De una cruel indiferencia, el vínculo entre los jóvenes germanos y el enérgico supervisor se va fortaleciendo con infaltable cascarita futbolera incluida, al grado de generarle problemas con sus inclementes autoridades, si bien un suceso desafortunado los vuelve a distanciar. El drama y la tensión se integran de manera natural en el desarrollo de los sucesos y a través de la construcción de los personajes, justo lo necesario para compartir la angustia en los momentos críticos de desactivación de las bombas, como sucedía con los niños de la durísima Las tortugas también vuelan (Ghobadi, 2004).
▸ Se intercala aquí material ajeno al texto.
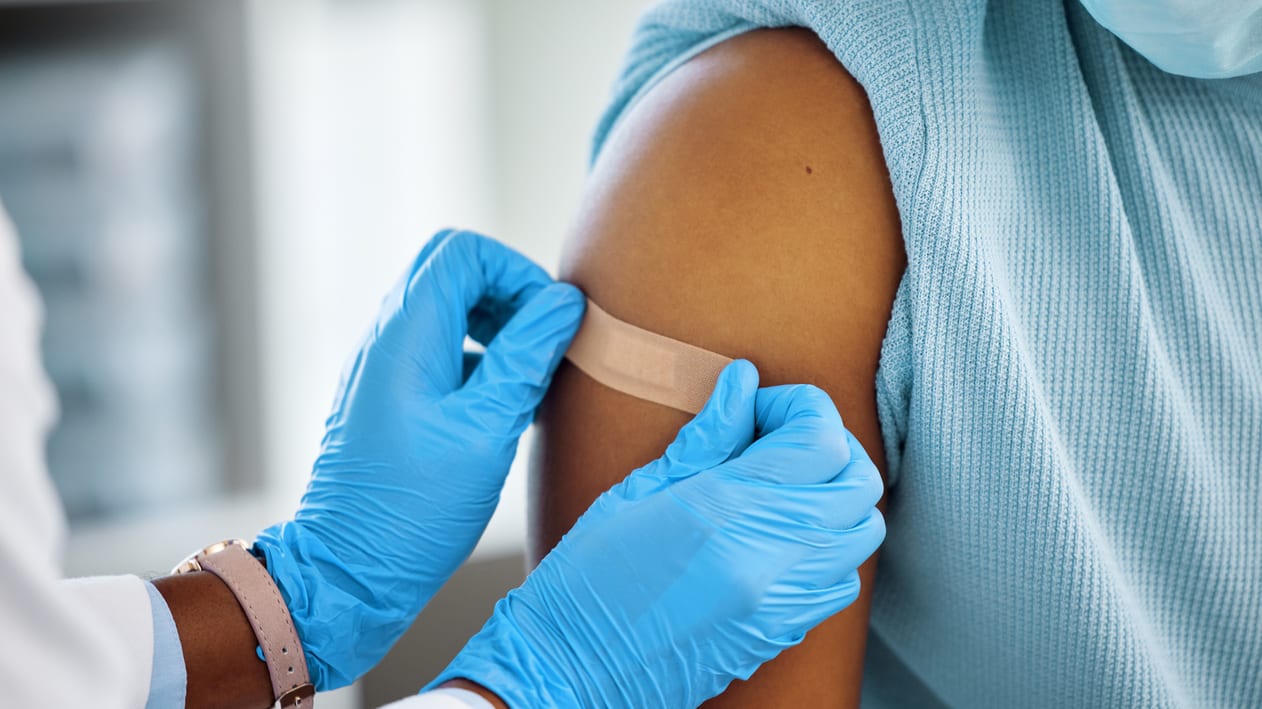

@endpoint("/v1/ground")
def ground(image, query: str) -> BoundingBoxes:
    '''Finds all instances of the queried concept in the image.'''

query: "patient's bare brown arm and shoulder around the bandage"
[530,29,906,706]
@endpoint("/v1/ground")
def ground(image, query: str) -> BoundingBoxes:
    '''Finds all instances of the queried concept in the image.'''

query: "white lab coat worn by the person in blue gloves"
[0,207,490,709]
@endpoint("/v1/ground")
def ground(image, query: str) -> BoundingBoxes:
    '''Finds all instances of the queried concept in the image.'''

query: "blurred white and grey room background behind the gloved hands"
[0,0,649,706]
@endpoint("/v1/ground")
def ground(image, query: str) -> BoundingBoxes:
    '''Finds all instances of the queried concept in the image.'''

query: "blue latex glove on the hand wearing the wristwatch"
[256,232,586,690]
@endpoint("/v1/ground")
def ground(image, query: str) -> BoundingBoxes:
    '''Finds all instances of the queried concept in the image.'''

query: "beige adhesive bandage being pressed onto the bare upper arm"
[565,299,732,414]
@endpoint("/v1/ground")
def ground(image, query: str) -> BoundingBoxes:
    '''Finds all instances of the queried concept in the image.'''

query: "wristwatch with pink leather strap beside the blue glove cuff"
[172,539,316,709]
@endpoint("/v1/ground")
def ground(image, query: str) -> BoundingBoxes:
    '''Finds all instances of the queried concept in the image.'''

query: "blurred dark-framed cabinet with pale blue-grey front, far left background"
[0,3,256,521]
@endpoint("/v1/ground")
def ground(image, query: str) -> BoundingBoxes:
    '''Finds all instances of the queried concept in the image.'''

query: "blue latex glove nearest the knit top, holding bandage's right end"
[430,361,885,709]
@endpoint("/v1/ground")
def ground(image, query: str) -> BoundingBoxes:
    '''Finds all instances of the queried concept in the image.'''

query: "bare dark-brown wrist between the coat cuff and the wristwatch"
[153,571,273,709]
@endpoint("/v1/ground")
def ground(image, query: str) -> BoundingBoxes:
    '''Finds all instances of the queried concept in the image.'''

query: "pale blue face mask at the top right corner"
[1082,0,1262,78]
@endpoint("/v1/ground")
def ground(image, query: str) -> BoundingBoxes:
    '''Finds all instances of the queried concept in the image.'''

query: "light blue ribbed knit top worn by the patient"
[596,0,1262,708]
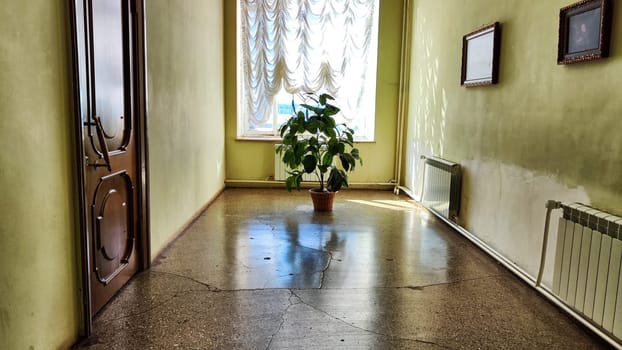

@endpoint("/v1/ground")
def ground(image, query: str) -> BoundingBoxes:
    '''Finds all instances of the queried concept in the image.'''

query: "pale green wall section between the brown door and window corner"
[146,0,225,258]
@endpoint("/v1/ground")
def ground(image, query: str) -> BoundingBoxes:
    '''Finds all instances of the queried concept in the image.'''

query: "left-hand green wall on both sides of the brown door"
[0,0,225,349]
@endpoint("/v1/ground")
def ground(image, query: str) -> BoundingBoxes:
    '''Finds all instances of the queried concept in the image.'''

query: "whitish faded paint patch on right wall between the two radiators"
[460,160,590,276]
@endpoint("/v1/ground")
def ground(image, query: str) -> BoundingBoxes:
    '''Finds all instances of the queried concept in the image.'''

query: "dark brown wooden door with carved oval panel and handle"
[75,0,143,317]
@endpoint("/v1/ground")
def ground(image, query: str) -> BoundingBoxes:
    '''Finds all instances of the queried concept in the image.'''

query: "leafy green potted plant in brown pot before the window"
[276,93,363,211]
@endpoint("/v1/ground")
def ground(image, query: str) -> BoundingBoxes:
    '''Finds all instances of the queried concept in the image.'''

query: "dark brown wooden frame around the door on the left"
[69,0,151,337]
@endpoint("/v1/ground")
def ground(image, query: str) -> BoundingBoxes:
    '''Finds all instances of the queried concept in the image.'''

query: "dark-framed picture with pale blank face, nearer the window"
[460,22,501,87]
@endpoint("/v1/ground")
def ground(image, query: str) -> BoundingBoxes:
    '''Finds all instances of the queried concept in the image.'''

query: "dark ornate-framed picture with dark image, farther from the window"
[557,0,611,64]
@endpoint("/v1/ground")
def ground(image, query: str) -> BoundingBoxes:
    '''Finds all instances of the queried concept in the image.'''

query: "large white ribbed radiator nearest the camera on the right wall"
[553,203,622,341]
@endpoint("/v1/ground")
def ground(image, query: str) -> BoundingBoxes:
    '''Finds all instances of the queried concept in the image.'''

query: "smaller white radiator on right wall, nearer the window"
[421,157,462,222]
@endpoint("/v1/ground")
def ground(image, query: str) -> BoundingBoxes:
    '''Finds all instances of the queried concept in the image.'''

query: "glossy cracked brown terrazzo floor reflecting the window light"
[81,189,606,349]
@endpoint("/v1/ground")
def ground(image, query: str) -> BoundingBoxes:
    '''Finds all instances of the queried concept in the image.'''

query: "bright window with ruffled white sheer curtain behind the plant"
[237,0,378,141]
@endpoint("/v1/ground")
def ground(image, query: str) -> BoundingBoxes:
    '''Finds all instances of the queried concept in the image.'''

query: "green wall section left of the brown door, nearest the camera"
[0,0,80,350]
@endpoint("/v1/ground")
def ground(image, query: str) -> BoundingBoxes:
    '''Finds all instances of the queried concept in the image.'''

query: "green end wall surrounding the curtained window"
[225,0,403,183]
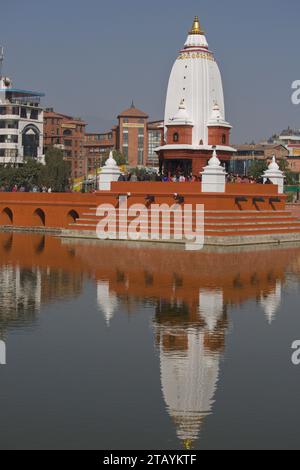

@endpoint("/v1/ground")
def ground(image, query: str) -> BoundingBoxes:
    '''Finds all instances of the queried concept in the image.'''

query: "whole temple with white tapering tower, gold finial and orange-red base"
[157,16,234,171]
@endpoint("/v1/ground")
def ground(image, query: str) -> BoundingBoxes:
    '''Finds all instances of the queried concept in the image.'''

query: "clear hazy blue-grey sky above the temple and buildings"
[0,0,300,142]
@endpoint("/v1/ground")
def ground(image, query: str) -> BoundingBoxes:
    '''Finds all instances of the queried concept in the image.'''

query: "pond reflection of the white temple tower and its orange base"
[155,290,227,448]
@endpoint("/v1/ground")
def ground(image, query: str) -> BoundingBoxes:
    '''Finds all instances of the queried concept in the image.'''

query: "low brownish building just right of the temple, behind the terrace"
[230,143,289,175]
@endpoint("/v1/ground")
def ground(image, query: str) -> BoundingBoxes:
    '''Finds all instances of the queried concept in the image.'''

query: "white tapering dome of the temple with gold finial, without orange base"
[165,17,231,146]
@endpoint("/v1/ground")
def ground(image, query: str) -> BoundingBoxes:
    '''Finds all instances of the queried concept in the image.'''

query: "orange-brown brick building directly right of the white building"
[44,108,87,178]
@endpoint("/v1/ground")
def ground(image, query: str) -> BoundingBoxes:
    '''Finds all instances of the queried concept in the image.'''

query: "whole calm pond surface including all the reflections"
[0,233,300,449]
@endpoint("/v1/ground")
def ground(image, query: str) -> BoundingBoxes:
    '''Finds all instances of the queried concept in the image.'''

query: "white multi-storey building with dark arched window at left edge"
[0,48,44,166]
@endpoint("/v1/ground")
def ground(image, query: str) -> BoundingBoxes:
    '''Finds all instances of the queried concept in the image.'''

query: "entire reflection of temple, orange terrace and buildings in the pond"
[0,233,300,448]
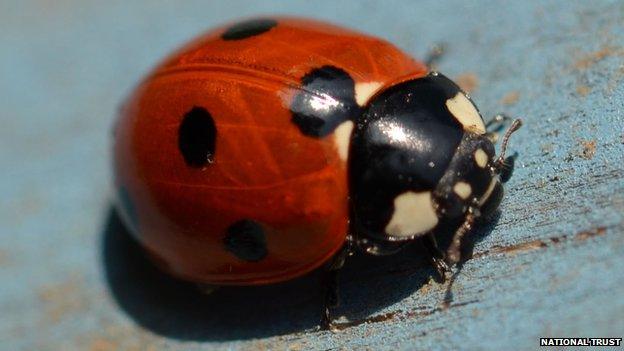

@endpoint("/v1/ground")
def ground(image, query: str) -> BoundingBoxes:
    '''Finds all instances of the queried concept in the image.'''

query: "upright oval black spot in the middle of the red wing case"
[178,107,217,167]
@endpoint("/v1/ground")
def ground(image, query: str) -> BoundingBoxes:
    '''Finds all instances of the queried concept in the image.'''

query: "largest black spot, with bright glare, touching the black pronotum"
[290,66,360,137]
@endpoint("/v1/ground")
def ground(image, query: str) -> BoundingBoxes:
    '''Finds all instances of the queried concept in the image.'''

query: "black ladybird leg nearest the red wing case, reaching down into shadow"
[320,235,353,330]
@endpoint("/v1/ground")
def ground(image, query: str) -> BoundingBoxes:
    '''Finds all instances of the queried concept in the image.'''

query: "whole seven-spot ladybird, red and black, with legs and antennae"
[113,18,520,328]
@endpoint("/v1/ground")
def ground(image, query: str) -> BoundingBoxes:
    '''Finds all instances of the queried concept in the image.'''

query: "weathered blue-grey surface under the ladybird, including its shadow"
[0,0,624,350]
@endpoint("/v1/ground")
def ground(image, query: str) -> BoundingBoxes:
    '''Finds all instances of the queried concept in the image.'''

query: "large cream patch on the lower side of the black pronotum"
[385,191,438,236]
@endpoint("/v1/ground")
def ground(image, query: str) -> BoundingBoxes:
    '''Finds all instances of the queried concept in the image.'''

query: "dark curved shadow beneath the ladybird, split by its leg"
[101,207,502,341]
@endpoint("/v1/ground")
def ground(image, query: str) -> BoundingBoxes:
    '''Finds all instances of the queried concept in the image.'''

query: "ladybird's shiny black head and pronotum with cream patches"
[349,73,520,253]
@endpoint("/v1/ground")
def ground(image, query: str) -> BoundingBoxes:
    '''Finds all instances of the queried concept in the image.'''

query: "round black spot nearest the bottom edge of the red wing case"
[223,219,268,262]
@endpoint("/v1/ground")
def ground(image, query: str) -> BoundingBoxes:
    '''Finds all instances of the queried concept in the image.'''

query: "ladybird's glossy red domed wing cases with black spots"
[114,18,427,285]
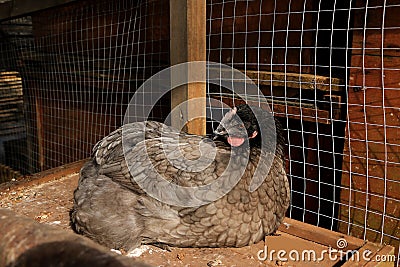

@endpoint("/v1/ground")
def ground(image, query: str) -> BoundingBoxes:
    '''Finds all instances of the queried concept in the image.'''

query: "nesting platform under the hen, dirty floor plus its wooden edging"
[0,162,394,266]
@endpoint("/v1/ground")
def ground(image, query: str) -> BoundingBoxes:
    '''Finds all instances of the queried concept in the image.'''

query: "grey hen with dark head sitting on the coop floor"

La cámara se aleja para mostrar un escenario de belleza explosiva, deteniéndose en las imágenes de la casa con la niña jugando con su muñeca, como si de enmarcar pinturas al óleo se tratara, mientras que la música se inserta en los momentos precisos para apuntalar el sentido dramático de la secuencia en cuestión, sobre todo cuando los involucrados ya son plenamente identificados y reconocidos por el espectador: los gemelos, el que asume el papel de líder desenfadado, el que busca escapar y todos los que sueñan con lo primero que harán al volver a casa, siempre y cuando no se atraviese una detonación que recuerda la invasión de su propio ejército en esas tierras ajenas.